Я тут подумал, а меня уже покачивает, и, по-хорошему, следовало бы идти ложиться спать, но я тут подумал и не хотел бы забыть, о чем, а потому и решил занести мои раздумья на бумагу, хотя сон одолевает меня. Не думаю, что Санчес, включив в мемуары Вальтера историю, пережитую парикмахером в детстве, поступил дурно и что история эта внесла хаос во всю книгу. И я начал даже считать, что включение таких побочных – по отношению к магистральному повествованию – сюжетных линий есть своего рода открытие, ибо жизнь человеческая не определяется исключительно событиями, в которых он участвует непосредственно. Случается и так, что элементы, не имеющие вроде бы отношения к его миру, в итоге могут объяснить его жизнь лучше, чем те, в которые он вовлечен и глубоко погружен.
Я припомнил, как впервые увидел нечто подобное в биографии одного художника.

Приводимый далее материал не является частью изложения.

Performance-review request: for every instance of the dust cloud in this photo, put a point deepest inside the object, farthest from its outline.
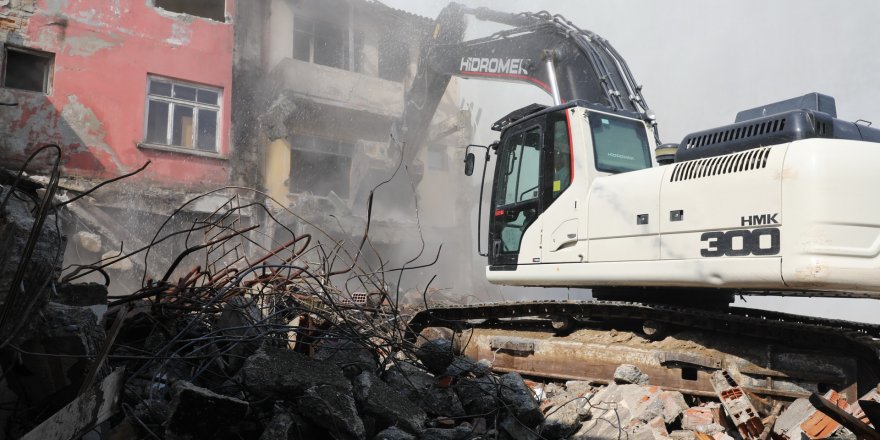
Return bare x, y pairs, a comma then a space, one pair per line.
702, 62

Много лет назад я прочел биографию Бодлера, которая начиналась с рождения его деда, а заканчивались через четыре года после его смерти и где особый раздел был посвящен заблуждениям Жанны Дюваль, возлюбленной поэта, на костылях бродившей по бульварам и разговаривавшей сама с собой. Уже тогда мне показалось интересным, что и эти самые заблуждения тоже были частью жизни Бодлера.
Бывает так, что фокус, смещенный в сторону или куда-то вбок, позволяет лучше высветить центральную сцену.
Я просыпаюсь и встаю, чтобы занести в дневник то единственное, что мне запомнилось из всего кошмара. И кто-то с замечательным упорством повторяет мне:
– Понимаешь, не часто бывает, чтобы человек читал историю, сочиненную соседом тысячу лет назад.